Gasp! And I've left a lot out. Suffice it to say that this book is stuffed full of incident, intrigue, interesting aliens, and, well, improbability. In the end, the mysteries are resolved (the chief villain, it should be said, is a bit obvious) and some of the really weird happenings, such as Mallory's magnetism for murder, are explained in a reasonably plausible fashion. The nature of the aliens, of human relations to them, and the future resolution to all these issues is well enough arranged -- and, yes, future books in the series seem to be coming.
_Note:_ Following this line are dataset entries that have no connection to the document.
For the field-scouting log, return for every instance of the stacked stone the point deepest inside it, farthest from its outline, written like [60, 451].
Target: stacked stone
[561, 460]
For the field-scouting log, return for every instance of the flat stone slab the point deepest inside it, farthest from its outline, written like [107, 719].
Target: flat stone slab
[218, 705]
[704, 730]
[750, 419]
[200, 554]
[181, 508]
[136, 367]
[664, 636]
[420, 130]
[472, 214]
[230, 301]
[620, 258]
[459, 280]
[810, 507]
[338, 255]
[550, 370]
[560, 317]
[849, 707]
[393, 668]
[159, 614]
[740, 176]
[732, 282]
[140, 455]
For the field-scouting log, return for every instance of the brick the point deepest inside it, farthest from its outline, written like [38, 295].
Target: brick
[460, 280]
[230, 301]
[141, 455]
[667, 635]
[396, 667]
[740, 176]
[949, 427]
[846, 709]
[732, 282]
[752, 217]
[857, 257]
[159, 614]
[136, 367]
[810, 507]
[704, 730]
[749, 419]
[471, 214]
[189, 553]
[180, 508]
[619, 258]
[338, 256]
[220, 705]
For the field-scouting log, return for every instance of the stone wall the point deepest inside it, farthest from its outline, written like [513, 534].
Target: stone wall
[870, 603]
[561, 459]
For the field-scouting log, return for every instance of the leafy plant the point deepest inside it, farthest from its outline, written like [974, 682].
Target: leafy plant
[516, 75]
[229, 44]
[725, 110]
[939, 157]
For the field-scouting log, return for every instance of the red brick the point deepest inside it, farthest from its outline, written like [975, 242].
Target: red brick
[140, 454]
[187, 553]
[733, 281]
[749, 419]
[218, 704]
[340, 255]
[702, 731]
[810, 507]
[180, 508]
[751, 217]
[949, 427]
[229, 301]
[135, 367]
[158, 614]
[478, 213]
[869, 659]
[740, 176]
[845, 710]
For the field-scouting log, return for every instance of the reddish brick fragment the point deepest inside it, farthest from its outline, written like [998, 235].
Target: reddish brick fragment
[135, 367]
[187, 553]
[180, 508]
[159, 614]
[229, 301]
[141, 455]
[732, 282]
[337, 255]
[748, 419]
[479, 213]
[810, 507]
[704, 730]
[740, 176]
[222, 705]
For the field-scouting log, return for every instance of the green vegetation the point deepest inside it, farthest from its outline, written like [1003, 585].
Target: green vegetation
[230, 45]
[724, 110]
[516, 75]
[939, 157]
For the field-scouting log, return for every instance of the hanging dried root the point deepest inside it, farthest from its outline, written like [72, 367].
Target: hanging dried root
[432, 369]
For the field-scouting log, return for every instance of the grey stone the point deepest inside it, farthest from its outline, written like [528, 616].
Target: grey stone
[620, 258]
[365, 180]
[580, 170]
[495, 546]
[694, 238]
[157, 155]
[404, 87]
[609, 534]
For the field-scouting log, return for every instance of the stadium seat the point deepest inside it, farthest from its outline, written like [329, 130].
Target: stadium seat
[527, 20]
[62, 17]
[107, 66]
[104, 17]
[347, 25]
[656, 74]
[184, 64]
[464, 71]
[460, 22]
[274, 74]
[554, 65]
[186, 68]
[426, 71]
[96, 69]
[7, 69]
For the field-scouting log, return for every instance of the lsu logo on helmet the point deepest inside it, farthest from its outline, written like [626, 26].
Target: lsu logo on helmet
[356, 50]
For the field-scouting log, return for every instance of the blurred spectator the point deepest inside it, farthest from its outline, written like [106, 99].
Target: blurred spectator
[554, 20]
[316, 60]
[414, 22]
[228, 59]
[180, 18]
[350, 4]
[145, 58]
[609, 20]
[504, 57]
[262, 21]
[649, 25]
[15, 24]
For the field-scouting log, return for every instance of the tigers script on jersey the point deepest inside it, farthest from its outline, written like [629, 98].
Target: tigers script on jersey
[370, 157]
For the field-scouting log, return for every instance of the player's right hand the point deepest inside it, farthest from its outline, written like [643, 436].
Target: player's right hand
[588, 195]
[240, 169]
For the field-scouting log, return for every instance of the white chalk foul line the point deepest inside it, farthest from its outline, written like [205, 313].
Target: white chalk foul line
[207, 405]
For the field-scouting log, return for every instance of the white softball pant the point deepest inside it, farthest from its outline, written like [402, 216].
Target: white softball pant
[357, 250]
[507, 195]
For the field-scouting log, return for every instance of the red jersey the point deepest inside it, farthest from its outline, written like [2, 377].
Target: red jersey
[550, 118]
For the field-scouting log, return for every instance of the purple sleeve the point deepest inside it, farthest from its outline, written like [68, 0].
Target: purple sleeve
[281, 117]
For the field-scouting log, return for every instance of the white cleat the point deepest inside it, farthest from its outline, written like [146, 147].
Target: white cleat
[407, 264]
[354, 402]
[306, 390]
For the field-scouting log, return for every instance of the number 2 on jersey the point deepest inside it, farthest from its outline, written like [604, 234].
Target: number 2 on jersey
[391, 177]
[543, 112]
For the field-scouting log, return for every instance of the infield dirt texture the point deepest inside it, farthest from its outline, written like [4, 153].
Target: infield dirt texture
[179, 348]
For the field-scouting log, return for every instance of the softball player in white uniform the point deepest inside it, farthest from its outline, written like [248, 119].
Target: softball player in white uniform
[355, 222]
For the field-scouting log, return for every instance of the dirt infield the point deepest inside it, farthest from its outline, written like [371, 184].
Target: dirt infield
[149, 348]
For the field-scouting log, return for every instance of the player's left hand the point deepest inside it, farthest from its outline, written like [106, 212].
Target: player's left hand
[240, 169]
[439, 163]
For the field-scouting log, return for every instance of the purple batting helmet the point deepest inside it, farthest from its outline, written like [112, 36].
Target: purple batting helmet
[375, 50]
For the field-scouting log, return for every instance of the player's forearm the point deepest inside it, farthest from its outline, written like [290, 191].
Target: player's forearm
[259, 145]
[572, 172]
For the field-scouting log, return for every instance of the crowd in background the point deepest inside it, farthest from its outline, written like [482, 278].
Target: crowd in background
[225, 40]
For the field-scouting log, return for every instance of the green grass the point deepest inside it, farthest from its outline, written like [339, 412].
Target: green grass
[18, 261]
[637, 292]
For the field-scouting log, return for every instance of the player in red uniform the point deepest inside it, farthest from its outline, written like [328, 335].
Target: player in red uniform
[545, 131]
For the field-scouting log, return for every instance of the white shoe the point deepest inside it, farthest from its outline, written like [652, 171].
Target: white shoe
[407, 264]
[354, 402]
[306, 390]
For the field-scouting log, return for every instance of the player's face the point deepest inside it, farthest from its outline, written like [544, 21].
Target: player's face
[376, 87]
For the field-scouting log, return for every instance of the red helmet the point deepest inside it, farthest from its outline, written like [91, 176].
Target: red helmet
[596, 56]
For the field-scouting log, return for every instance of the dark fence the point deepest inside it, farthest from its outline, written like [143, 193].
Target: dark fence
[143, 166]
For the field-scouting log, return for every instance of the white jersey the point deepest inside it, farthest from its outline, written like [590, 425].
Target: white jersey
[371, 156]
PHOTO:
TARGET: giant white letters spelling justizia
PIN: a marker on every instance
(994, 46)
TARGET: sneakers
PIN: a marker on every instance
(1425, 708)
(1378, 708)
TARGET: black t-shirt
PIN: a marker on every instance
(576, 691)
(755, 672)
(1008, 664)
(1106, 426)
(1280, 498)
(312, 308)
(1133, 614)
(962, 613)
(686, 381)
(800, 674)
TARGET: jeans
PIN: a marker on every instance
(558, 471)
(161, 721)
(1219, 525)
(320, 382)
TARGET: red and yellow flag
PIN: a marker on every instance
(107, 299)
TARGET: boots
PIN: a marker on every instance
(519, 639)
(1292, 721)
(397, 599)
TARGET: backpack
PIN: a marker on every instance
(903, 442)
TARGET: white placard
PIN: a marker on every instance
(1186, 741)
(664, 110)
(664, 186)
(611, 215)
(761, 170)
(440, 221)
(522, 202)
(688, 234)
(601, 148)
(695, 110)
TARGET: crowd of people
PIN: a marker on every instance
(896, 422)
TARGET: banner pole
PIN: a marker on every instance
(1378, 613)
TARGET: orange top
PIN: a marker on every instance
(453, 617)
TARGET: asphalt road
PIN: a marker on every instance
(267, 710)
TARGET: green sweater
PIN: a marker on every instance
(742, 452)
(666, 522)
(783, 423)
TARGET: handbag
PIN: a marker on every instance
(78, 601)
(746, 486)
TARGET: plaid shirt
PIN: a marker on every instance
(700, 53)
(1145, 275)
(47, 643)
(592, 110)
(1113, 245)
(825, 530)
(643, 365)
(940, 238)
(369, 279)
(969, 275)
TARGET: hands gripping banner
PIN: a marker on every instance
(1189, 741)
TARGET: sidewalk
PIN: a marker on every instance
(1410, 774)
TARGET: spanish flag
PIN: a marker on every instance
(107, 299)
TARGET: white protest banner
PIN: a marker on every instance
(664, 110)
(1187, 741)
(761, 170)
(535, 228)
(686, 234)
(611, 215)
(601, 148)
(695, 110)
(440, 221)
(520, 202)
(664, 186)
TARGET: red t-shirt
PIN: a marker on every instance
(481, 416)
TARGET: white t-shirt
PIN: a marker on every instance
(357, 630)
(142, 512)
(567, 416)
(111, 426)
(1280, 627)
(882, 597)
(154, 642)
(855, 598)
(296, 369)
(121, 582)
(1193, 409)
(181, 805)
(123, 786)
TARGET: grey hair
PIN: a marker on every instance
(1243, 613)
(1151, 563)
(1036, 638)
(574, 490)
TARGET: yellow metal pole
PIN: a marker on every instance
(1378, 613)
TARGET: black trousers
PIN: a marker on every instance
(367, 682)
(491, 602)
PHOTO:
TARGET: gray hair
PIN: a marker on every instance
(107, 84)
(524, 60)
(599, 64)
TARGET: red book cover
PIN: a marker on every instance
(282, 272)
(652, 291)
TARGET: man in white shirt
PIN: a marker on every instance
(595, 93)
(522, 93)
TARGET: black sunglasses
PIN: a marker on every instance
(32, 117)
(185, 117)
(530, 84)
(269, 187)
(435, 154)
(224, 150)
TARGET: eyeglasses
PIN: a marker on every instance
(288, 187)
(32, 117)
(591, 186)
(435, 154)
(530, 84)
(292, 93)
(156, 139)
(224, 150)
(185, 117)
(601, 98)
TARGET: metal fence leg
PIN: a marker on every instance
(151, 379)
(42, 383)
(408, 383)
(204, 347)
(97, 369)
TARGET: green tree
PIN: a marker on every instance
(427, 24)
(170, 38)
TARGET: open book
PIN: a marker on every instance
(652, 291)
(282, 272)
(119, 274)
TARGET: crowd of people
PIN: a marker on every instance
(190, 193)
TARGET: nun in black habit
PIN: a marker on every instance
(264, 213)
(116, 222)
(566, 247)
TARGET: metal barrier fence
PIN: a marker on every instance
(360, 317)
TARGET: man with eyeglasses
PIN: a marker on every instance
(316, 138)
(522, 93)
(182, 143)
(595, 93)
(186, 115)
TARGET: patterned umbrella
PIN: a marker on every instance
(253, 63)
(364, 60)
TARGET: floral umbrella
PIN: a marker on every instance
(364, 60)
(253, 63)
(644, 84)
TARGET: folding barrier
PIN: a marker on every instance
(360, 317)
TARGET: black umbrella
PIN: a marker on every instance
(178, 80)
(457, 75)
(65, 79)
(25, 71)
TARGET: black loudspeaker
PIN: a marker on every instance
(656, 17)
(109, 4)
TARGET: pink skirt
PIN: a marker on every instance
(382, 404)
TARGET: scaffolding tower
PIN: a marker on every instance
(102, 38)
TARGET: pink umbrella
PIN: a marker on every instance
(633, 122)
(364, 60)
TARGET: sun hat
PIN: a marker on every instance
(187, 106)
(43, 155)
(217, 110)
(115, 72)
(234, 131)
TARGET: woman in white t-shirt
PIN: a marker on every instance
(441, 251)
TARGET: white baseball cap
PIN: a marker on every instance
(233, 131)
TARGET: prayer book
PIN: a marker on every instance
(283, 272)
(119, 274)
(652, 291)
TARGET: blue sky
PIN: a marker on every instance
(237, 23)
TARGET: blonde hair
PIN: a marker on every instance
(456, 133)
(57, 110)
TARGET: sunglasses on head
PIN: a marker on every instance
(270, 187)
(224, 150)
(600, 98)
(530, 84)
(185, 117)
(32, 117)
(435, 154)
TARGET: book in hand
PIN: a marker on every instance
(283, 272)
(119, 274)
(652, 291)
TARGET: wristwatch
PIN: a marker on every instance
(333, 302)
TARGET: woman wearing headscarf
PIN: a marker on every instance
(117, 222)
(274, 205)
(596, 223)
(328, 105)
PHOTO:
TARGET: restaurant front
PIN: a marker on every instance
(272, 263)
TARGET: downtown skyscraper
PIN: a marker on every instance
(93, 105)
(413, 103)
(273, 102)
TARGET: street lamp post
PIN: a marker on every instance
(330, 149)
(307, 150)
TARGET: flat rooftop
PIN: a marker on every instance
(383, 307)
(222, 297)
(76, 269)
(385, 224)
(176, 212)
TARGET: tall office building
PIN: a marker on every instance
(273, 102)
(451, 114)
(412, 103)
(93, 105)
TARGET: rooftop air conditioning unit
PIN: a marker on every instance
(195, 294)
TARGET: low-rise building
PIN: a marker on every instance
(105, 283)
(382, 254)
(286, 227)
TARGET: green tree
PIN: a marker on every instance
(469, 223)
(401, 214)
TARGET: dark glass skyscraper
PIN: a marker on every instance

That said, I did have some issues, primarily with the sheer absurdity of some of the science, and the implausibility of some of the events and motivations. In the end, I'm willing to give much of the scientific implausibility a bit of a pass on the grounds that perhaps for a certain sort of SF -- indeed, I was reminded of James Alan Gardner's similarly entertaining and difficult to believe League of Peoples novels -- it's OK to let go of logic to allow the telling of a fun story and the description of involving aliens. And, yes, Mallory's improbable back story gets something of an explanation. But things like the movie Phineas was making that he had to abandon for family issues becoming an Oscar winner stretched my credibility far enough it snapped ... and that was a needless elaboration. Beyond that, as with so many novels these days, I thought some judicious cutting was in order. The digressions detailing the back story of all the major characters tried my patience a bit, though Lafferty's auctorial voice has enough verve that my interest was held -- which isn't to deny that less might have been more.
Anyway, I found this book a good deal of fun, if not wholly successful. It's got plenty of SFnal brio, at times to a fault maybe. The mystery is set up intriguingly, if the resolution is just a tad flat. But I'm happy I read it, and I'll be there for Midsolar Murders 2.